A universal inference scheme based on amortized VI and the Anglican PPL \citep{wood2014new} was attempted in \citet{LeEtAl2016}. Their method used particle-based inference with a data driven proposal to learn to perform inference in a universal PPL. As noted by the authors, it suffered from two shortcomings. Firstly, the method did not perform model learning, and as discovered in the experiments on CAPCHA solving, it is difficult to program a correct model ab initio. Secondly, the inference network conditioned on all previous random choices, not only the relevant ones (from the PGM perspective of \citet{WebbEtAl2018}). As demonstrated in our work, this slows learning considerably and leads convergence to a worse solution.
We believe this important work is based on the most promising approach for universal automated inference, that of amortized VI, and that it can be further developed to overcome the hurdles the authors discovered.

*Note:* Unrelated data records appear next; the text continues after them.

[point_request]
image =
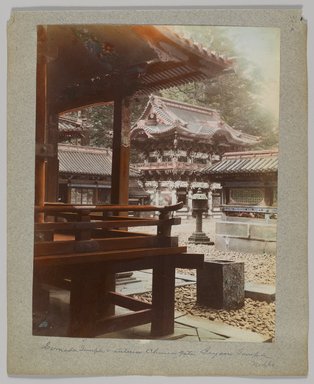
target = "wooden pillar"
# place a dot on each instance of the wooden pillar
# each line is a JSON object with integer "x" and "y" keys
{"x": 163, "y": 297}
{"x": 41, "y": 119}
{"x": 121, "y": 151}
{"x": 52, "y": 181}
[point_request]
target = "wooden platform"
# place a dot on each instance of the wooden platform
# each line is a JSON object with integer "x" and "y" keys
{"x": 84, "y": 251}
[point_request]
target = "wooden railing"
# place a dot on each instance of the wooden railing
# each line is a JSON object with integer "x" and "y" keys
{"x": 80, "y": 248}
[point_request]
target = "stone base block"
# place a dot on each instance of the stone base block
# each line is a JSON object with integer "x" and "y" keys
{"x": 220, "y": 284}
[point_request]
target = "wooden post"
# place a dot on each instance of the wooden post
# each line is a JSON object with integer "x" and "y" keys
{"x": 163, "y": 297}
{"x": 52, "y": 182}
{"x": 121, "y": 151}
{"x": 41, "y": 118}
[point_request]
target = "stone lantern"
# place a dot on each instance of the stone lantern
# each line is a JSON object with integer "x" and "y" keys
{"x": 199, "y": 206}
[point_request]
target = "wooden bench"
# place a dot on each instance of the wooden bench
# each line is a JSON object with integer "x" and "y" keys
{"x": 84, "y": 251}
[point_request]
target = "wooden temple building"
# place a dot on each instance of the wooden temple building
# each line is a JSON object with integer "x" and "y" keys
{"x": 85, "y": 176}
{"x": 174, "y": 141}
{"x": 80, "y": 247}
{"x": 249, "y": 183}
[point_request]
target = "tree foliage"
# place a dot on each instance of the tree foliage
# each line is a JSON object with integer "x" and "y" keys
{"x": 235, "y": 94}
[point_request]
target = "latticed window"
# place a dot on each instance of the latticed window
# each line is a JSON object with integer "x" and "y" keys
{"x": 275, "y": 196}
{"x": 82, "y": 196}
{"x": 246, "y": 196}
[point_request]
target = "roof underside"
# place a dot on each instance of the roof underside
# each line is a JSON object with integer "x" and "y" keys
{"x": 83, "y": 160}
{"x": 250, "y": 163}
{"x": 88, "y": 63}
{"x": 188, "y": 120}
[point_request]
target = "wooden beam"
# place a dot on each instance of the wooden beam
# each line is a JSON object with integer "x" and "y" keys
{"x": 120, "y": 151}
{"x": 163, "y": 297}
{"x": 128, "y": 302}
{"x": 41, "y": 118}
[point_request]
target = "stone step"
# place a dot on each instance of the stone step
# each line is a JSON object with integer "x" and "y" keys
{"x": 221, "y": 329}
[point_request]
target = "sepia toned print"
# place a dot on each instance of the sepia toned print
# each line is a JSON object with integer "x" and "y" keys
{"x": 156, "y": 182}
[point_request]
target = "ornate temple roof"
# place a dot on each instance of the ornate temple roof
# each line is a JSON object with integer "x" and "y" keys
{"x": 83, "y": 160}
{"x": 250, "y": 162}
{"x": 88, "y": 63}
{"x": 71, "y": 127}
{"x": 162, "y": 117}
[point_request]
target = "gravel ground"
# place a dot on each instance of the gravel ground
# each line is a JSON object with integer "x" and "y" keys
{"x": 256, "y": 316}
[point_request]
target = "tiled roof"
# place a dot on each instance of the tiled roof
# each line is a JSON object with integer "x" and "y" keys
{"x": 188, "y": 120}
{"x": 92, "y": 57}
{"x": 245, "y": 162}
{"x": 86, "y": 160}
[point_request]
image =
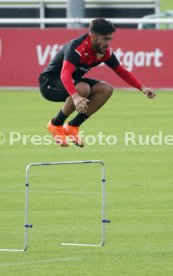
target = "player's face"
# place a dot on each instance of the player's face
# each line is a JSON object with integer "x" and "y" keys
{"x": 101, "y": 42}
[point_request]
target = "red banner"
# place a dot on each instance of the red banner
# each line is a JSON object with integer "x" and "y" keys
{"x": 24, "y": 53}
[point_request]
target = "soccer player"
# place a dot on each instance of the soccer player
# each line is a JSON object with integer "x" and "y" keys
{"x": 63, "y": 81}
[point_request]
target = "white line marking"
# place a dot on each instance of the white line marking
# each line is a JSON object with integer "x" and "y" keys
{"x": 42, "y": 261}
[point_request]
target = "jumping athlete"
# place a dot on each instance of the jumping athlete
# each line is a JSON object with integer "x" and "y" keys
{"x": 62, "y": 80}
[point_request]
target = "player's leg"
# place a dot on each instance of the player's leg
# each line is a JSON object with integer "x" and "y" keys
{"x": 100, "y": 93}
{"x": 53, "y": 90}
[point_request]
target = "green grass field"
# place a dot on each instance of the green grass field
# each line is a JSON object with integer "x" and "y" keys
{"x": 65, "y": 202}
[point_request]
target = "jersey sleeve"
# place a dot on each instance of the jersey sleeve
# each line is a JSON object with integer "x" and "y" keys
{"x": 71, "y": 60}
{"x": 112, "y": 62}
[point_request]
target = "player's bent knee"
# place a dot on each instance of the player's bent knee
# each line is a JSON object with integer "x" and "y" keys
{"x": 83, "y": 89}
{"x": 104, "y": 88}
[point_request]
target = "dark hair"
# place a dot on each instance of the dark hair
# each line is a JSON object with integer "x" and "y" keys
{"x": 101, "y": 26}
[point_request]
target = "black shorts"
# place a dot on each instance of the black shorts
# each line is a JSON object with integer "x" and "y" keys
{"x": 53, "y": 89}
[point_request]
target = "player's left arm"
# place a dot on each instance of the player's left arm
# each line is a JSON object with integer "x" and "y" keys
{"x": 127, "y": 76}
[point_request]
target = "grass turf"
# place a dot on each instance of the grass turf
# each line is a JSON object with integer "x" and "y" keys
{"x": 65, "y": 203}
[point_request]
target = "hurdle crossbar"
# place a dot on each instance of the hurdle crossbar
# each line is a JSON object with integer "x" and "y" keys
{"x": 27, "y": 225}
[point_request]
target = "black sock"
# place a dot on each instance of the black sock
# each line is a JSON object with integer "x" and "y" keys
{"x": 59, "y": 119}
{"x": 78, "y": 120}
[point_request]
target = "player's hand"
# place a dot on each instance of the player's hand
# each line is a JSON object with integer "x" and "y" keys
{"x": 80, "y": 103}
{"x": 149, "y": 92}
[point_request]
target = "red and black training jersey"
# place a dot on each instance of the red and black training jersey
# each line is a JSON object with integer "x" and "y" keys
{"x": 77, "y": 57}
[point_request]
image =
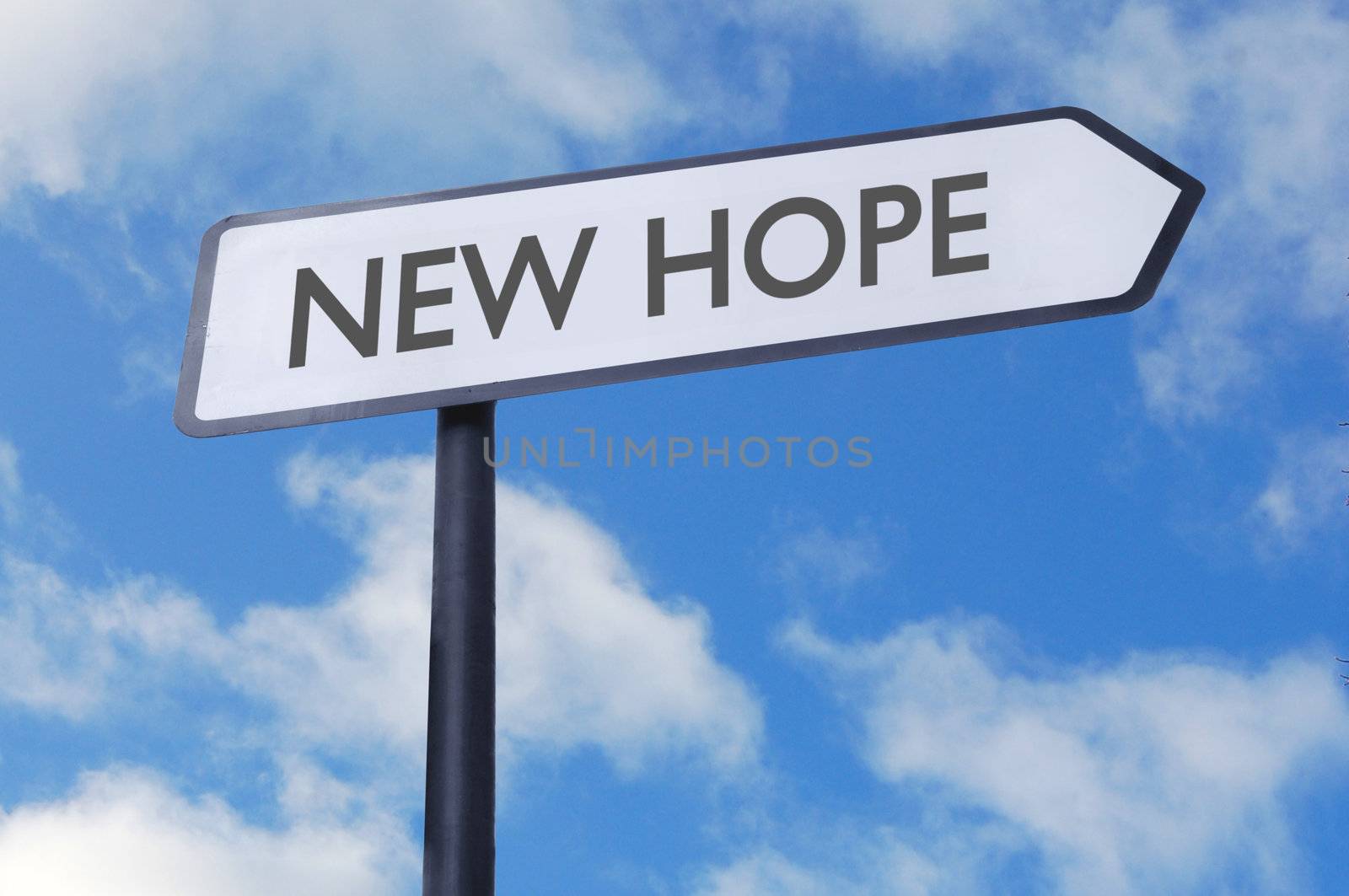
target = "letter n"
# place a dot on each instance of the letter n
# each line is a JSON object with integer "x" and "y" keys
{"x": 363, "y": 336}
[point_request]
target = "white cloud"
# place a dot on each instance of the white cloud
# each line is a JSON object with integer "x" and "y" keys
{"x": 814, "y": 556}
{"x": 130, "y": 833}
{"x": 586, "y": 659}
{"x": 584, "y": 655}
{"x": 96, "y": 96}
{"x": 1162, "y": 774}
{"x": 1306, "y": 489}
{"x": 1247, "y": 96}
{"x": 11, "y": 487}
{"x": 69, "y": 649}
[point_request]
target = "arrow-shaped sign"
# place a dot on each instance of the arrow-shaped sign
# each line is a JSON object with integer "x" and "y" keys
{"x": 378, "y": 307}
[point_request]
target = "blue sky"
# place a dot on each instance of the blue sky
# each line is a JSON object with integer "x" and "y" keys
{"x": 1072, "y": 630}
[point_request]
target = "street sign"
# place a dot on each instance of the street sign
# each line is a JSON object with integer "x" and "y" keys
{"x": 471, "y": 294}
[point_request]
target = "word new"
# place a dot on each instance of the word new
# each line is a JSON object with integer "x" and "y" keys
{"x": 496, "y": 303}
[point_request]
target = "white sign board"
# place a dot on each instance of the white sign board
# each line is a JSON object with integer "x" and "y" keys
{"x": 424, "y": 301}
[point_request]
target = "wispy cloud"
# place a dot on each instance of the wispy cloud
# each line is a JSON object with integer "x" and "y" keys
{"x": 128, "y": 830}
{"x": 1306, "y": 490}
{"x": 1158, "y": 774}
{"x": 589, "y": 659}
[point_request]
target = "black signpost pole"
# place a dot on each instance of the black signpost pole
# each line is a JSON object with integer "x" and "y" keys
{"x": 460, "y": 845}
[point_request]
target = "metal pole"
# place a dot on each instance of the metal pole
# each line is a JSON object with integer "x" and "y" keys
{"x": 460, "y": 848}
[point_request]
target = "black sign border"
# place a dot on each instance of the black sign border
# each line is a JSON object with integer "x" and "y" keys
{"x": 1144, "y": 287}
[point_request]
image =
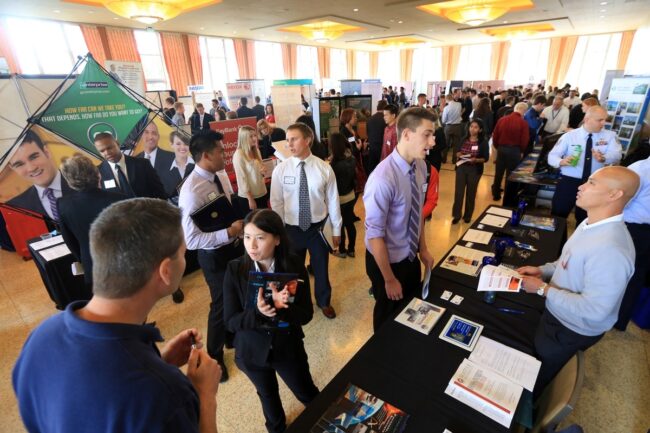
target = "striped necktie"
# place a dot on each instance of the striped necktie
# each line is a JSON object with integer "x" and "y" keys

Firstly, new learning algorithms have been developed that would be suitable for probabilistic programs, with their seqential nature. For instance, filtering variational objectives, in a sense, can differentiate through particle-based inference algorithms in order to perform model learning \citep{MaddisonEtAl2017, LeEtAl2017, NaessethEtAl2017}. Secondly, the development of the NaMI algorithm provides an intelligent way to automate the design of the structure of the inference network. Currently, either the modeler must design the inference network by hand, or use an unstructured fully connected one (e.g., see the existing autoguides of Pyro \citep{bingham2018pyro}).
We intend to integrate the NaMI algorithm into the Pyro PPL for designing the structure of an inference network, and use heuristics for designing the parametrization based on normalizing flows. PPLs provide the necessary abstractions, in this case \emph{poutines}, to manipulate a representation of the model in order to operate the NaMI algorithm and choose an appropriate factorization.

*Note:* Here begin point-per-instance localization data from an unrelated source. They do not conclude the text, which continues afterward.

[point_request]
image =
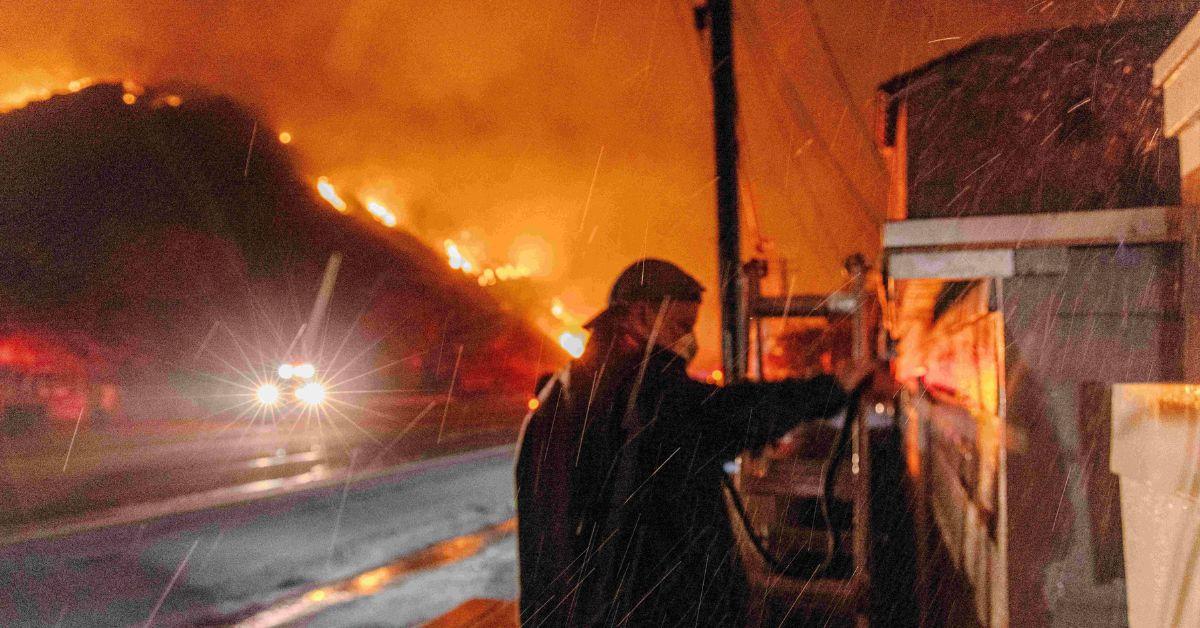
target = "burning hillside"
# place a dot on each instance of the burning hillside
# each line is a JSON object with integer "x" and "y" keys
{"x": 173, "y": 226}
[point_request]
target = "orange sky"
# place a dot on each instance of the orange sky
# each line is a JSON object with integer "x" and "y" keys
{"x": 586, "y": 124}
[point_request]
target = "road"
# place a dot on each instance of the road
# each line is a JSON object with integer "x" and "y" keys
{"x": 361, "y": 552}
{"x": 59, "y": 480}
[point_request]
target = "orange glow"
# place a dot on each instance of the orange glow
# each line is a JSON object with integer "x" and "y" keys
{"x": 78, "y": 84}
{"x": 327, "y": 191}
{"x": 371, "y": 581}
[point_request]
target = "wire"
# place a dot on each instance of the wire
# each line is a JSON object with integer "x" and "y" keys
{"x": 793, "y": 100}
{"x": 840, "y": 77}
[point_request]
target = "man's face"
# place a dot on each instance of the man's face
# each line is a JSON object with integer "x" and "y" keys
{"x": 673, "y": 320}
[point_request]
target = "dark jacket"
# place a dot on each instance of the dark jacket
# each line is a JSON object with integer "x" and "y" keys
{"x": 619, "y": 479}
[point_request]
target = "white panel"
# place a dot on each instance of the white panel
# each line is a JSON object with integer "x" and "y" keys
{"x": 1177, "y": 52}
{"x": 952, "y": 264}
{"x": 1156, "y": 436}
{"x": 1189, "y": 148}
{"x": 1138, "y": 225}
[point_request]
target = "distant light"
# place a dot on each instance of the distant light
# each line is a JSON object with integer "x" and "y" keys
{"x": 311, "y": 393}
{"x": 305, "y": 371}
{"x": 268, "y": 394}
{"x": 573, "y": 342}
{"x": 327, "y": 191}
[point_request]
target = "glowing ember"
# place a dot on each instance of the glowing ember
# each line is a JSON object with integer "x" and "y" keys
{"x": 382, "y": 214}
{"x": 573, "y": 342}
{"x": 486, "y": 275}
{"x": 327, "y": 191}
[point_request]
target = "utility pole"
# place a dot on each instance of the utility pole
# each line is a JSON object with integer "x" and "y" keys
{"x": 735, "y": 323}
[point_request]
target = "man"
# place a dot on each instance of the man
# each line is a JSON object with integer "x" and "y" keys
{"x": 619, "y": 471}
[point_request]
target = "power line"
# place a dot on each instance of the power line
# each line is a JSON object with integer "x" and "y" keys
{"x": 793, "y": 99}
{"x": 840, "y": 77}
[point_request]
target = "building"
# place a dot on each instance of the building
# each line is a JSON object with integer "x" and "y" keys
{"x": 1038, "y": 255}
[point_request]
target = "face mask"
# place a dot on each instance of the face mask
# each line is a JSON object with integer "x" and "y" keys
{"x": 687, "y": 347}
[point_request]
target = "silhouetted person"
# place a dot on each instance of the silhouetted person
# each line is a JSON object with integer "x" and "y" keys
{"x": 619, "y": 471}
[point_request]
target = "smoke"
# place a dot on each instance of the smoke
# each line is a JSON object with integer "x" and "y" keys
{"x": 581, "y": 124}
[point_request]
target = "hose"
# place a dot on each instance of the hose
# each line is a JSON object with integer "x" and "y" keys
{"x": 829, "y": 470}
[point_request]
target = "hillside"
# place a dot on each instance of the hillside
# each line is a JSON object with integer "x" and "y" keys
{"x": 162, "y": 233}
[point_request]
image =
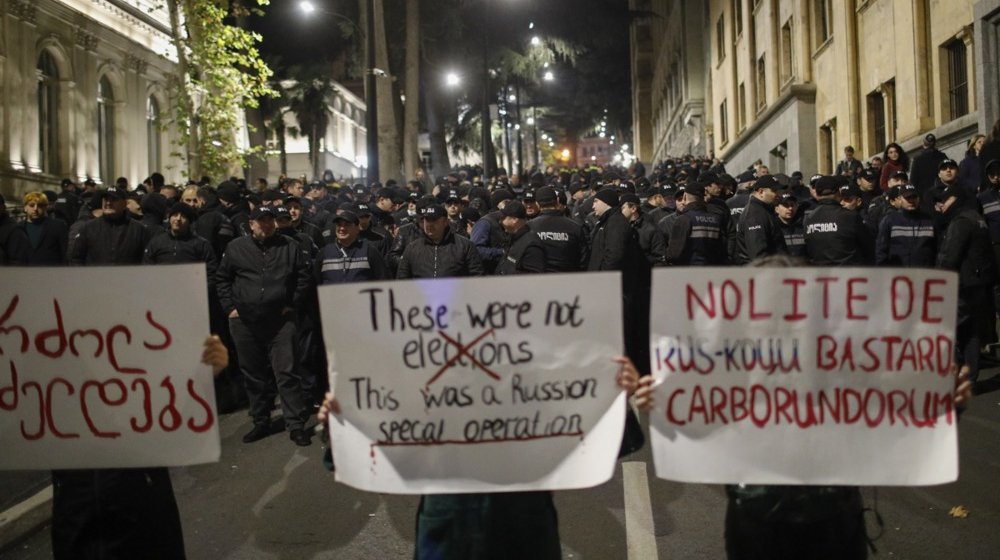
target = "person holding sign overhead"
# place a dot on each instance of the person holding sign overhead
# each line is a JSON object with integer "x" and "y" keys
{"x": 496, "y": 525}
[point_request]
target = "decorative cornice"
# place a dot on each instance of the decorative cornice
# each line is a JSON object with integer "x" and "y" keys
{"x": 135, "y": 64}
{"x": 25, "y": 11}
{"x": 85, "y": 39}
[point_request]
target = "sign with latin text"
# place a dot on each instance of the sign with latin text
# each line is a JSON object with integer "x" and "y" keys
{"x": 475, "y": 385}
{"x": 804, "y": 375}
{"x": 101, "y": 367}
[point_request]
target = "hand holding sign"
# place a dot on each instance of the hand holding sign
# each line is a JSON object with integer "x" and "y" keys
{"x": 444, "y": 390}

At first, we intend to demonstrate inference compilation on models with a fixed structure, such as traditional BNs. We believe the importance of a structured inference network increases in the scale of the model---an heuristic approach diverges more from the posterior as the number of variables increases, and a fully connected approach suffers the curse of dimensionality. Some traditional factor graph BNs, for example, those used for medical diagnosis, have thousands of variables, and would be suitable for this experimentation. Performing fast inference in these models is very important in industry. %We would then like to attempt to automate the design of inference networks for models with limited forms of dynamic structure.
Some challenges in automating the design of inference networks include automating the design of the NN encoder and decoder architectures and selection of hyperparameters like the learning rates. It is likely that meta-learning approaches are necessary, which learn from their past successes and failures and are able to generalize to novel scenarios.